Esta maior atratividade do segmento gato é benéfico para a categoria e para os principais fabricantes, em termos de valor. Se para cão o segmento mais económico continua a ganhar força (representa quase 70% do valor) quando falamos de gato é o segmento Super Premium que continua a ganhar espaço e já representa um quarto da quota de mercado em valor em gato.

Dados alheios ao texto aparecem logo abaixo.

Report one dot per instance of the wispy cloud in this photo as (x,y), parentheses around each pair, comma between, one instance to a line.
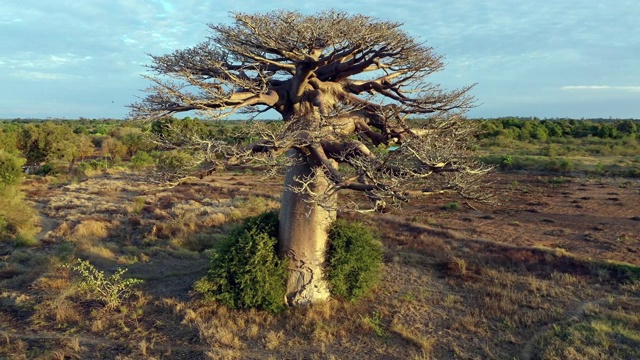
(602,87)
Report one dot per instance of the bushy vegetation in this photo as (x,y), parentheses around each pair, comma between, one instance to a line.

2017, o momento da verdade para Fabricantes

Os fabricantes podem encontrar no segmento gato a sua oportunidade de gerar valor num entorno onde as marcas de distribuição conseguem alargar e fidelizar a sua clientela. O dinamismo de algumas insígnias de FMCG, com incríveis esforços no desenvolvimento das suas marcas próprias, tornando-as também marcas premium e por isso gerando confiança nos consumidores, também chegou a Pet food.

Isto significa uma barreira ao desenvolvimento de marcas de fabricantes na distribuição moderna, tendo em conta que o shopper português está mais dedicado a fazer as compras de alimentação de animais nestas superfícies, onde a marcas próprias estão a ser bem-sucedidas.

Os fabricantes podem encontrar o seu potencial no canal especializado, já que, ao contrário da grande distribuição, conseguem alargar a sua base de compradores versus há um ano atrás e desenvolvem um shopper mais dedicado: mais frequente nas suas compras, que enche mais as cestas e gasta mais dinheiro nestas lojas.

Alargando o olhar para além da performance positiva que as lojas especializadas estão a ter, a verdade é que a grande distribuição continua a liderar a procura de pet food pelos Portugueses. A conveniência dos donos, que podem incluir estes produtos juntamente com o resto das compras do lar, o nível promocional que estas superfícies costumam oferecer e o desenvolvimento das marcas de distribuição como mais gourmet, fazem com que seja realmente difícil que estas lojas possam competir com a grande distribuição.

Este cenário leva a que fabricantes tenham de reforçar as estratégias para as suas linhas de produto e criar argumentos, não só através da qualidade e da inovação, para mostrarem às grandes superfícies o que podem ganhar com eles e construírem assim a chave do sucesso conjunto.

Isto irá ser muito importante para o futuro desenvolvimento da categoria, onde atualmente a distribuição moderna, com foco nas marcas próprias, não consegue conquistar mais lares, nem tornar o comprador de pet food mais intensivo.